Em contrapartida, o coordenador exemplifica que houveram evangélicos que também lutaram contra a ditadura. Ele coloca que como a questão da memória desse período não foi trabalhada, aspectos dessas ações missionárias se fortaleceram em igrejas evangélicas. “A gente chegou no momento em que essa política se tornou natural [ao ponto] de se falar, que bandido bom é bandido morto”.

“O movimento fundamentalista prega que só existe uma verdade. E essa verdade é a verdade deles [e] que a bíblia é totalmente inerrante. [Para os fundamentalistas] se no antigo testamento fala que a relação entre um homem e um outro homem é um pecado, [eles] se prendem a isso, [por exemplo]. O fundamentalismo traz essa literalidade”, diz Gabriel sobre situações e pessoas que interpretam os escritos da bíblia vinculadas a posturas e práticas que buscam diminuir, discriminar ou atacar outros grupos, o que, segundo ele, são práticas contrárias ao que o evangelho representa. 

A bancada da bíblia, grupo formado por parlamentares evangélicos, pastores, entre outros cristãos, têm em comum o fundamentalismo e o conservadorismo, segundo Gabriel. “Eles estão propondo política de acordo com o fundamentalismo deles”, comenta sobre as disputas políticas que envolvem a religião e interferem diretamente na vida da população. 

Como exemplo disso, Gabriel menciona o Projeto de Lei (PL) 1904/2024, que equipara o aborto, mesmo em caso de estupro, ao crime de homicídio simples, e tem articulações políticas da bancada da bíblia para ser aprovado. 

Segundo dados do Datafolha, 57% dos evangélicos que participaram da pesquisa disseram ser contra o PL que criminaliza o aborto.
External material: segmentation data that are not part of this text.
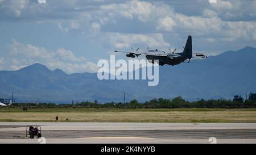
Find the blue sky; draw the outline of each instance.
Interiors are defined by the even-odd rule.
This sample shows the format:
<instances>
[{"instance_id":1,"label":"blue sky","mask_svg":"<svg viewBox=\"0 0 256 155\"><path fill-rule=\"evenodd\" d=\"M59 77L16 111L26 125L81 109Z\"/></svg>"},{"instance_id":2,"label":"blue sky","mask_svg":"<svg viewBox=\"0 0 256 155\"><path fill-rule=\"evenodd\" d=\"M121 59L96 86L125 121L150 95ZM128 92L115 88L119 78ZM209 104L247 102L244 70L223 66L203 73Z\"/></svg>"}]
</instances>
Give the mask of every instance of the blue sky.
<instances>
[{"instance_id":1,"label":"blue sky","mask_svg":"<svg viewBox=\"0 0 256 155\"><path fill-rule=\"evenodd\" d=\"M188 35L208 55L255 47L255 8L254 0L0 0L0 70L39 62L93 73L114 50L182 51Z\"/></svg>"}]
</instances>

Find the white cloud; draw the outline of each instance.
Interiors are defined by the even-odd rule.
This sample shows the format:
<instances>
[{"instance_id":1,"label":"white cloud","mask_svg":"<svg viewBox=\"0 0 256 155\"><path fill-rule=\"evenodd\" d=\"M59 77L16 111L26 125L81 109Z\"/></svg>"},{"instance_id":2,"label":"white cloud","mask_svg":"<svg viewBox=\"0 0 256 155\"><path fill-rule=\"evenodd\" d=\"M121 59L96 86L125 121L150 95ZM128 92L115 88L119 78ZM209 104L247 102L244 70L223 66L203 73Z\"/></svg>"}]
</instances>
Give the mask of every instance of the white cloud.
<instances>
[{"instance_id":1,"label":"white cloud","mask_svg":"<svg viewBox=\"0 0 256 155\"><path fill-rule=\"evenodd\" d=\"M165 31L172 31L174 26L176 26L176 22L172 18L166 16L160 20L159 26L157 27L157 30L163 28Z\"/></svg>"},{"instance_id":2,"label":"white cloud","mask_svg":"<svg viewBox=\"0 0 256 155\"><path fill-rule=\"evenodd\" d=\"M123 34L108 33L103 41L108 41L112 47L115 48L127 48L135 45L139 47L166 47L170 44L164 41L161 33Z\"/></svg>"},{"instance_id":3,"label":"white cloud","mask_svg":"<svg viewBox=\"0 0 256 155\"><path fill-rule=\"evenodd\" d=\"M0 60L0 69L16 70L38 62L52 70L60 68L68 73L94 73L98 70L97 64L84 57L78 57L72 51L64 48L52 51L13 40L10 49L10 53Z\"/></svg>"}]
</instances>

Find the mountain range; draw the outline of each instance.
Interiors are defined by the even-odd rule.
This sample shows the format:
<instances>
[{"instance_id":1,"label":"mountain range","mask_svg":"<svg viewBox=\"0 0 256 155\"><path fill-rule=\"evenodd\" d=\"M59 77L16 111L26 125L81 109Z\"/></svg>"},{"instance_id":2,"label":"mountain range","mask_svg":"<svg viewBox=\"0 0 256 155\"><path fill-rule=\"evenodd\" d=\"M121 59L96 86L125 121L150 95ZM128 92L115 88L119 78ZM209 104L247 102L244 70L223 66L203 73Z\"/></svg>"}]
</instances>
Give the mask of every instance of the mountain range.
<instances>
[{"instance_id":1,"label":"mountain range","mask_svg":"<svg viewBox=\"0 0 256 155\"><path fill-rule=\"evenodd\" d=\"M0 71L0 98L16 101L71 103L72 100L122 102L136 99L245 97L245 91L256 91L256 48L247 47L228 51L189 64L159 66L159 82L148 86L147 80L99 80L96 73L68 74L35 64L18 70Z\"/></svg>"}]
</instances>

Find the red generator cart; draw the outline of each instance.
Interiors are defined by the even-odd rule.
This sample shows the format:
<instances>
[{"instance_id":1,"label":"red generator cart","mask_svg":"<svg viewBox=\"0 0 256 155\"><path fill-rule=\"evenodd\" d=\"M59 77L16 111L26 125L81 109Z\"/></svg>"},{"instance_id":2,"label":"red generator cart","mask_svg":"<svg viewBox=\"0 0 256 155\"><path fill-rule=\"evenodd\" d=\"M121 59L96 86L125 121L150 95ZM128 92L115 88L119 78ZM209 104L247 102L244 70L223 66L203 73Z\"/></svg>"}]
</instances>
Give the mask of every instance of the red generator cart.
<instances>
[{"instance_id":1,"label":"red generator cart","mask_svg":"<svg viewBox=\"0 0 256 155\"><path fill-rule=\"evenodd\" d=\"M34 127L32 125L27 125L26 129L26 138L34 139L34 137L38 136L38 139L42 137L41 127L36 126Z\"/></svg>"}]
</instances>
Ao todo 2.021 pessoas, a partir de 16 anos, fizeram parte do levantamento, que aconteceu em 115 municípios do Brasil, dos dias 17 a 19 de junho de 2024.

O coordenador da Frente de Evangélicos pelo Estado de Direito ressalta que as fake news também caracterizam o perfil de líderes evangélicos fundamentalistas que usam isso como estratégia política para direcionar o voto dos cristãos. 
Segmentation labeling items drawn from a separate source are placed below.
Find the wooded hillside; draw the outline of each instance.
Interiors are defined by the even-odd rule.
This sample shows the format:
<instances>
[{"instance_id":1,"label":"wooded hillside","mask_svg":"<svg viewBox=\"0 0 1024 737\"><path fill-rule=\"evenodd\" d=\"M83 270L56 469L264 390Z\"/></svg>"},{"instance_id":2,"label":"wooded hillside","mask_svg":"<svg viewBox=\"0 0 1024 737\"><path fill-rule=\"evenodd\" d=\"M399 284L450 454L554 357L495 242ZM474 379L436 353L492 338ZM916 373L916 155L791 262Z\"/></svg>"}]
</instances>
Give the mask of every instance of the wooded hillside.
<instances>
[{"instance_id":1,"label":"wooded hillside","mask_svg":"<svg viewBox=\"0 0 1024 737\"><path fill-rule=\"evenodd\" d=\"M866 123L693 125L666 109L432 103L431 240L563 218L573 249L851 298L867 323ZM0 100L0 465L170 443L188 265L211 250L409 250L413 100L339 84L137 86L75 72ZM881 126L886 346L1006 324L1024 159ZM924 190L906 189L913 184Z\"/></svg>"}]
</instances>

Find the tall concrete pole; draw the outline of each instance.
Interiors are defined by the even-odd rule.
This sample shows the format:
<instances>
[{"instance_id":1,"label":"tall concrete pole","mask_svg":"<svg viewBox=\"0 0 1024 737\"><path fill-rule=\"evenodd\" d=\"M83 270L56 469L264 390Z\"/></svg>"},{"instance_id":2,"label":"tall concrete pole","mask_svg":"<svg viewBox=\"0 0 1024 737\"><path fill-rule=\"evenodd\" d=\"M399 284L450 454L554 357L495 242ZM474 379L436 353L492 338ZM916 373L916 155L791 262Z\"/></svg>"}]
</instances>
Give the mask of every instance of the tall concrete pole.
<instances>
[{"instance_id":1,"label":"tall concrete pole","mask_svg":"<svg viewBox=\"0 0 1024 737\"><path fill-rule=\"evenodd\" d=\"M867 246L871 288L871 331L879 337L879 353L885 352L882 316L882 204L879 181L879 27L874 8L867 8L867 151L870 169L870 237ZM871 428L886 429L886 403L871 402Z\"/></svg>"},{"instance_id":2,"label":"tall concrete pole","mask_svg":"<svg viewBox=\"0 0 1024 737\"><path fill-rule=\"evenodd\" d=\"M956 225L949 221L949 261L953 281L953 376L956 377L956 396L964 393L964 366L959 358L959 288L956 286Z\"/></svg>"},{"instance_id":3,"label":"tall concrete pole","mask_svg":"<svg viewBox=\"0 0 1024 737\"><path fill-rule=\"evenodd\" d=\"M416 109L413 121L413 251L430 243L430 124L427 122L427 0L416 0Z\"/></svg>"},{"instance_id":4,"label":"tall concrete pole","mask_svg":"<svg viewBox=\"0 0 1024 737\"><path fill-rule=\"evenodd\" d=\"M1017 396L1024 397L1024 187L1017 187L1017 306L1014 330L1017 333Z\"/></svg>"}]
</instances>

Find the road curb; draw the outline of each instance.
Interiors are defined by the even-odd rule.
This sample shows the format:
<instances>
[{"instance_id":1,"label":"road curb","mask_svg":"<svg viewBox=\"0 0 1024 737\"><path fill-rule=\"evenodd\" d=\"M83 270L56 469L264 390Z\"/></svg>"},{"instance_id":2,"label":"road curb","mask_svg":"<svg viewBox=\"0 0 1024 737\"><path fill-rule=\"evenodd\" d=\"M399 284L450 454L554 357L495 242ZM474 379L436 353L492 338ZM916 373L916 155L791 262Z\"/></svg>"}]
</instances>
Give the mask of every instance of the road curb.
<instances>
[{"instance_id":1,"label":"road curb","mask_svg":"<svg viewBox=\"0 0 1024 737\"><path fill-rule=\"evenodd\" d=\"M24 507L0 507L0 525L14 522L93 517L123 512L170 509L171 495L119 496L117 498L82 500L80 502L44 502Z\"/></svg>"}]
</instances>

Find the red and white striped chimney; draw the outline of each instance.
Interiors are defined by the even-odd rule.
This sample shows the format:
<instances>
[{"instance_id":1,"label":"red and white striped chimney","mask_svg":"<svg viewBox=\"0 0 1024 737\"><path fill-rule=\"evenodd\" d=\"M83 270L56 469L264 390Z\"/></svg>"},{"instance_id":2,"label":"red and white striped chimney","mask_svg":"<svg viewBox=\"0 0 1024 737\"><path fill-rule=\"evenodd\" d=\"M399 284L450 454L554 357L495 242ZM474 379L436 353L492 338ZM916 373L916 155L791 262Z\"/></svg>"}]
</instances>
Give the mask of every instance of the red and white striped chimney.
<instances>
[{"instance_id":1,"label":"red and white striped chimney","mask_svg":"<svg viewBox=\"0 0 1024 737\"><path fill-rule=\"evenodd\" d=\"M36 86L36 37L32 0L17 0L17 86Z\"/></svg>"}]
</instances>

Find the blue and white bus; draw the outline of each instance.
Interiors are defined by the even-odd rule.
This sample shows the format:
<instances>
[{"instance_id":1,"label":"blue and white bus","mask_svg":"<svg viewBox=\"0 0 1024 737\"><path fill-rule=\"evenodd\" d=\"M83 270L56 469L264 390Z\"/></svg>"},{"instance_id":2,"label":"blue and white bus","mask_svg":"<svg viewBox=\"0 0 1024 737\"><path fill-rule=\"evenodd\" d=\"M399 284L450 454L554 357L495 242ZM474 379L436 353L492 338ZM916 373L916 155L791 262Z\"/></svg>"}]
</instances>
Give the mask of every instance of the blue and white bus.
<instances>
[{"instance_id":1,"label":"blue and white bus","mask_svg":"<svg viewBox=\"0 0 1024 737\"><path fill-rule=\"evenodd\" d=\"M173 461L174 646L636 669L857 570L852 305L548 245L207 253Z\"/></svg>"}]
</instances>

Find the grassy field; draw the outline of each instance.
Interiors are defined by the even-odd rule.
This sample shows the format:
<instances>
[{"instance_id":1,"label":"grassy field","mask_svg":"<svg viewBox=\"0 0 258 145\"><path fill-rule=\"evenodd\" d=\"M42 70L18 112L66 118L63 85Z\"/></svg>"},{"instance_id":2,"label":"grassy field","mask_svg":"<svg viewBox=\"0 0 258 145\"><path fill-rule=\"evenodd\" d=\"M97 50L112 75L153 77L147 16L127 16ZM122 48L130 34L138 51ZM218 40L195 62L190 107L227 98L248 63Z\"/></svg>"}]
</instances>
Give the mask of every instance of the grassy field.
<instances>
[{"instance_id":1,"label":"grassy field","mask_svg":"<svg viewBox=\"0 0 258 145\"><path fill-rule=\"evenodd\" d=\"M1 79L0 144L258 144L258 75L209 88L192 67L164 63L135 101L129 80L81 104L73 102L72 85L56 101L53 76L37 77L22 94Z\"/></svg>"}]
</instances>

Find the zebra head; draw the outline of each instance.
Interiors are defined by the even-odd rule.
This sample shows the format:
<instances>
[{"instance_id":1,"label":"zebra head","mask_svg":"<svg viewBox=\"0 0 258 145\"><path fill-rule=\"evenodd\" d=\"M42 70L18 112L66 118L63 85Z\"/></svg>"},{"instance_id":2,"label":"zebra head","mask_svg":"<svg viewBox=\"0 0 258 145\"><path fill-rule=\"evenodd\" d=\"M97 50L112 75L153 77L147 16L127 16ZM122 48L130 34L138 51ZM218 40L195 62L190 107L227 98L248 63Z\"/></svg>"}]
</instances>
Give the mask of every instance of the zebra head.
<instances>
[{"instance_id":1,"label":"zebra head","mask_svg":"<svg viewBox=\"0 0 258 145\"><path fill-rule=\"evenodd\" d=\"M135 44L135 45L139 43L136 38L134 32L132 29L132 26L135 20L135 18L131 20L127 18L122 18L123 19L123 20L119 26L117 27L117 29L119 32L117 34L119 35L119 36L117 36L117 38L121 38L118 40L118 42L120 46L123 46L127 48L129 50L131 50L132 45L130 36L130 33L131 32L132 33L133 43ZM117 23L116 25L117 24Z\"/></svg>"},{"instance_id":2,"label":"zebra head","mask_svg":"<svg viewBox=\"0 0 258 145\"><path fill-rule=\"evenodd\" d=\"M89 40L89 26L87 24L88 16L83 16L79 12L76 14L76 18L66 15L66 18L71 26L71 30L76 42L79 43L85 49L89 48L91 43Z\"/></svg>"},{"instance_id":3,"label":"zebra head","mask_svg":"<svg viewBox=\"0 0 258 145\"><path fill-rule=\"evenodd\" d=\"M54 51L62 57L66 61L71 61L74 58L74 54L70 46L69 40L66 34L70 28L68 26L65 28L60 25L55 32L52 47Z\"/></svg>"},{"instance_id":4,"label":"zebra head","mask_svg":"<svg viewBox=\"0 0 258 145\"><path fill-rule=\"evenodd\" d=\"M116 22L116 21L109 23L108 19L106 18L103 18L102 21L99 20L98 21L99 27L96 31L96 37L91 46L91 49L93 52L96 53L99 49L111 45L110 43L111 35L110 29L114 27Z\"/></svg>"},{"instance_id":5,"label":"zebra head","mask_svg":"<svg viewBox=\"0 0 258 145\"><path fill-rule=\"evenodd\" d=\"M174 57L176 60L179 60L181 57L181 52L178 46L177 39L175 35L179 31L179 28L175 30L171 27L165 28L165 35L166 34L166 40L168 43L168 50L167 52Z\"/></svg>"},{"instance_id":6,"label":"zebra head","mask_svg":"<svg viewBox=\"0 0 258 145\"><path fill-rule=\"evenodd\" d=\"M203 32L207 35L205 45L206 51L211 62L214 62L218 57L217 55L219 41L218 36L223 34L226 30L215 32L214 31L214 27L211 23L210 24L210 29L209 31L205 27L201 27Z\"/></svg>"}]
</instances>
“Para mim, [esses líderes] não têm nada mais ligado ao evangelho, se entregaram a um projeto capitalista, querem captar dinheiro e poder. E para [isso], eles precisam colocar os deles no Congresso Nacional, nas prefeituras, nas câmaras [e] assembleias estaduais”.

Gabriel Sales, coordenador da Frente de Evangélicos pelo Estado de Direito.

Ele menciona que as igrejas evangélicas que não são fundamentalistas, grandes e ricas têm limitações, e quem deve concretizar o alcance aos direitos da população de forma ampla é o Estado, e que por isso é preciso defender as políticas públicas. 

Confraternização do núcleo do DF da Frente de Evangélicos pelos Estado de Direito. (foto: arquivo pessoal).

“Se eu falo que eu sou seguidor de Cristo e eu quero que todo mundo tenha vida em abundância, eu tenho que lutar para que todo mundo tenha arroz, feijão e uma proteína no prato. Então, eu tenho que lutar por uma sociedade em que não haja mais insegurança alimentar. Isso perpassa pelas políticas públicas”, finaliza.